Pour les ordinateurs quantiques, une des approches pour atténuer les effets des erreurs consiste à utiliser des qubits supplémentaires pour suivre les erreurs qui surviendraient durant le calcul. Cependant, cette solution devient plus complexe avec des états en superposition en raison du théorème de non-clonage quantique.
Le taux d’erreur
D’après Google, son nouveau processeur quantique Willow présente une correction d’erreur nettement améliorée, le rendant plus rapide que d’autres ordinateurs quantiques et même que les ordinateurs classiques. Les chercheurs ont testé Willow en l’utilisant pour résoudre un problème computationnel difficile.
Willow dispose de 105 qubits physiques et fonctionne à des températures proches du seuil théorique le plus bas (0 K, -273,15 °C). Près de la moitié de ceux-ci sont des qubits de données, et les autres sont des qubits de mesure. Les qubits supraconducteurs ne sont pas strictement en système à deux états. Lors des opérations, le système physique peut passer à d’autres états en plus de 0 et 1, ce qui peut introduire des erreurs. Certains qubits sont donc réservés pour corriger ces erreurs de ‘fuite’.
Pas de cul-de-sac
La tâche computationnelle difficile pour laquelle Willow a été testée est appelée échantillonnage de circuits aléatoires (RCS). Dans ce cadre, Willow doit calculer la probabilité d’apparition de chaînes de 0 et de 1 en sortie lorsque les portes quantiques agissant sur les qubits sont choisies aléatoirement.

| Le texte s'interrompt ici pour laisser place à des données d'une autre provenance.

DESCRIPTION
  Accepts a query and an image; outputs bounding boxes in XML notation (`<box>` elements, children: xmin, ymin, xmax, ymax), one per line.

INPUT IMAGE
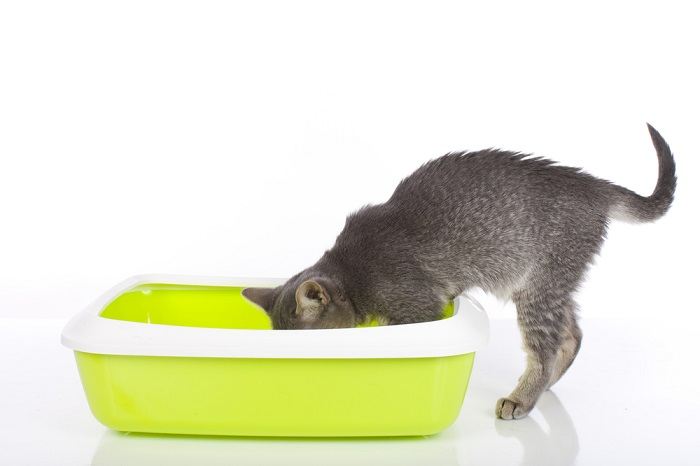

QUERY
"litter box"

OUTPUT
<box><xmin>62</xmin><ymin>275</ymin><xmax>488</xmax><ymax>437</ymax></box>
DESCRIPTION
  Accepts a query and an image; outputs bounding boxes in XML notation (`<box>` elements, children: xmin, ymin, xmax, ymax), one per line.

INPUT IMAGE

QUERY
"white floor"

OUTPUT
<box><xmin>0</xmin><ymin>317</ymin><xmax>700</xmax><ymax>466</ymax></box>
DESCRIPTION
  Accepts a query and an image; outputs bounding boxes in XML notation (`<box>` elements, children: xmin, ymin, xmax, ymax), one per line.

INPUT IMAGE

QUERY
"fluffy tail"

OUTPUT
<box><xmin>610</xmin><ymin>123</ymin><xmax>676</xmax><ymax>222</ymax></box>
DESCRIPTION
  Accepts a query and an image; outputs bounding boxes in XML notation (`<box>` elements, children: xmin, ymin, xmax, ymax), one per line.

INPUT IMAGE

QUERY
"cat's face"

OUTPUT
<box><xmin>243</xmin><ymin>277</ymin><xmax>356</xmax><ymax>329</ymax></box>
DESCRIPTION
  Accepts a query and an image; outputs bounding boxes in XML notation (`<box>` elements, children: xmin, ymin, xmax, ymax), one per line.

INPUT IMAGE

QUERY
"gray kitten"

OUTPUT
<box><xmin>244</xmin><ymin>126</ymin><xmax>676</xmax><ymax>419</ymax></box>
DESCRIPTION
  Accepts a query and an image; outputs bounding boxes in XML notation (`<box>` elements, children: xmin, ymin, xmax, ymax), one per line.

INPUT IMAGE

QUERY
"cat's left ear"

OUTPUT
<box><xmin>295</xmin><ymin>280</ymin><xmax>331</xmax><ymax>321</ymax></box>
<box><xmin>243</xmin><ymin>288</ymin><xmax>275</xmax><ymax>312</ymax></box>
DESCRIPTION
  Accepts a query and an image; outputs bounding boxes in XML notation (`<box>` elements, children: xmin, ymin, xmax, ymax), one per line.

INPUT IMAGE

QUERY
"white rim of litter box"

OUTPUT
<box><xmin>61</xmin><ymin>274</ymin><xmax>489</xmax><ymax>359</ymax></box>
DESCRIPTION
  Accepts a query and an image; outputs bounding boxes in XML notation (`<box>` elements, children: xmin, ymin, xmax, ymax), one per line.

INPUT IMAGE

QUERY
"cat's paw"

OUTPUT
<box><xmin>496</xmin><ymin>398</ymin><xmax>532</xmax><ymax>420</ymax></box>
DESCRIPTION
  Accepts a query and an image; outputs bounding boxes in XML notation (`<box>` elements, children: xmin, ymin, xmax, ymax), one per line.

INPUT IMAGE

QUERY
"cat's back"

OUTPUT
<box><xmin>389</xmin><ymin>149</ymin><xmax>606</xmax><ymax>213</ymax></box>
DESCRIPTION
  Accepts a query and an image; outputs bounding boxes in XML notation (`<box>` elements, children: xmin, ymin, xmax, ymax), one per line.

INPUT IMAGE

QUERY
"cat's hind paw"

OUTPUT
<box><xmin>496</xmin><ymin>398</ymin><xmax>532</xmax><ymax>420</ymax></box>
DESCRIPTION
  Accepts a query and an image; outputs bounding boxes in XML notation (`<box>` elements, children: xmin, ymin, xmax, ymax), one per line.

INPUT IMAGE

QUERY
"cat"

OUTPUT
<box><xmin>243</xmin><ymin>125</ymin><xmax>676</xmax><ymax>419</ymax></box>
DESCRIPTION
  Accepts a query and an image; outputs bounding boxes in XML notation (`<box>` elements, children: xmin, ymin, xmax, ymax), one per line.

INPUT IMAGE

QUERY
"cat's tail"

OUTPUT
<box><xmin>610</xmin><ymin>123</ymin><xmax>676</xmax><ymax>222</ymax></box>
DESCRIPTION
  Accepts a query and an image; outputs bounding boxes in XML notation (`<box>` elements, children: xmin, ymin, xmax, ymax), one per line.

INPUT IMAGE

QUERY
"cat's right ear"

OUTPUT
<box><xmin>243</xmin><ymin>288</ymin><xmax>275</xmax><ymax>312</ymax></box>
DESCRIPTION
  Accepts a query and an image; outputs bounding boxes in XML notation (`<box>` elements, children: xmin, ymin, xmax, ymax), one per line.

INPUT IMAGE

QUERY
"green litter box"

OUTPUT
<box><xmin>62</xmin><ymin>275</ymin><xmax>488</xmax><ymax>437</ymax></box>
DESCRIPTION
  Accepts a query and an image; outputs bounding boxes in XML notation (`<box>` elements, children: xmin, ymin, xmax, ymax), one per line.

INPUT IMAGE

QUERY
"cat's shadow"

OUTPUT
<box><xmin>92</xmin><ymin>431</ymin><xmax>459</xmax><ymax>466</ymax></box>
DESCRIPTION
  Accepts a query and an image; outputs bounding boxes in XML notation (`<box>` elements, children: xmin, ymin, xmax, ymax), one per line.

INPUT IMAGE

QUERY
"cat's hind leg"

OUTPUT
<box><xmin>496</xmin><ymin>282</ymin><xmax>580</xmax><ymax>419</ymax></box>
<box><xmin>549</xmin><ymin>314</ymin><xmax>583</xmax><ymax>387</ymax></box>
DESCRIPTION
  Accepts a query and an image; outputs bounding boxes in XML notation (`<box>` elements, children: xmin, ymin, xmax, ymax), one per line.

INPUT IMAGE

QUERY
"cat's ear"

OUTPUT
<box><xmin>295</xmin><ymin>280</ymin><xmax>331</xmax><ymax>320</ymax></box>
<box><xmin>243</xmin><ymin>288</ymin><xmax>275</xmax><ymax>312</ymax></box>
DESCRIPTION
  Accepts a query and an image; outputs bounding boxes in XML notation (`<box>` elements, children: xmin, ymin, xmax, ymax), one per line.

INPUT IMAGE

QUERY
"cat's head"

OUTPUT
<box><xmin>243</xmin><ymin>276</ymin><xmax>356</xmax><ymax>329</ymax></box>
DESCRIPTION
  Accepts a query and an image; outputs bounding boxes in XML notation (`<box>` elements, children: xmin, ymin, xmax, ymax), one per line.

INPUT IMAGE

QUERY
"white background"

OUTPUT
<box><xmin>0</xmin><ymin>1</ymin><xmax>700</xmax><ymax>466</ymax></box>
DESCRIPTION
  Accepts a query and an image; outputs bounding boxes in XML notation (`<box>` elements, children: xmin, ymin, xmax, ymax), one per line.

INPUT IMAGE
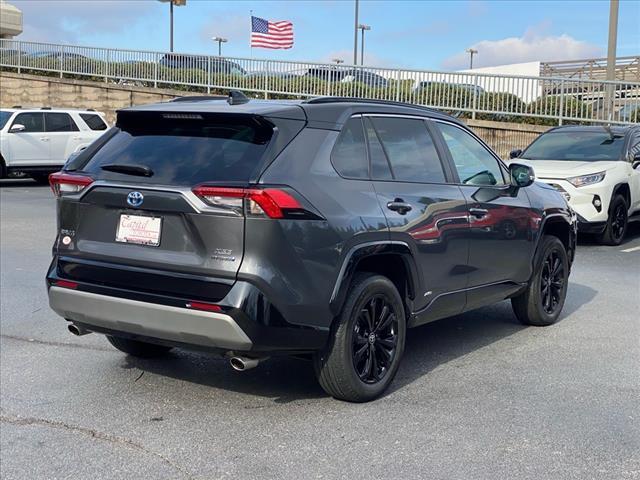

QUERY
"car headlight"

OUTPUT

En absence de bruit, le RCS devient une tâche computationnelle complexe.
Willow a réussi cette tâche en quelques minutes, alors qu’un ordinateur classique le plus puissant aurait besoin de 10 septillions d’années pour l’effectuer. Cela soulève la question de savoir si, à terme, les ordinateurs classiques pourraient rivaliser avec Willow. Les chercheurs estiment que nous avons encore du chemin à parcourir pour concevoir des processeurs quantiques suffisamment performants pour des applications pratiques. Néanmoins, cette avancée laisse entrevoir un avenir prometteur dans la recherche de solutions à des problèmes complexes, allant de la conception de nouveaux médicaments à la modélisation climatique.
Article original rédigé par : S. Srinivasan.
Points à retenir
- Le processeur quantique Willow de Google est conçu pour aborder des problèmes pratiques complexes.
- La distinction entre bits et qubits est cruciale dans les avancées de l’informatique quantique, avec les qubits offrant des états de superposition.
- La correction d’erreurs est un défi majeur, mais des méthodes comme le code de surface permettent de détecter et corriger les erreurs sans violer les principes quantiques.
- Le taux d’erreur des ordinateurs quantiques continue de diminuer, ce qui pourrait permettre une computation presque sans erreur à l’avenir.
Dans l’ensemble, les développements autour de Willow soulèvent des questions captivantes sur l’avenir de l’informatique quantique. Alors que nous avançons dans ce domaine, il est impératif de poursuivre les recherches pour surmonter les obstacles restants, ce qui pourrait nous offrir des outils puissants pour résoudre des problèmes d’une complexité inédite. Quelles autres applications pratiques pourrions-nous envisager dans un avenir proche grâce à ces technologies émergentes ?
Ce processeur quantique Willow semble vraiment prometteur ! J’imagine quelles innovations pourraient émerger grâce à lui. Qui sait, peut-être que la clé de nouveaux médicaments se cache là-dedans ?
L’innovation de Google avec le processeur quantique Willow est fascinante. Cela pourrait ouvrir des portes vers des solutions inédites, que ce soit en médecine ou en climatologie.
L’innovation de Google avec Willow semble prometteuse. Ce mélange de science et de technologie pourrait transformer notre manière de résoudre des problèmes complexes. Hâte de voir les prochaines avancées!
C’est fascinant de voir comment le processeur Willow pourrait transformer notre manière de résoudre des problèmes complexes. J’ai hâte de voir où cela nous mènera!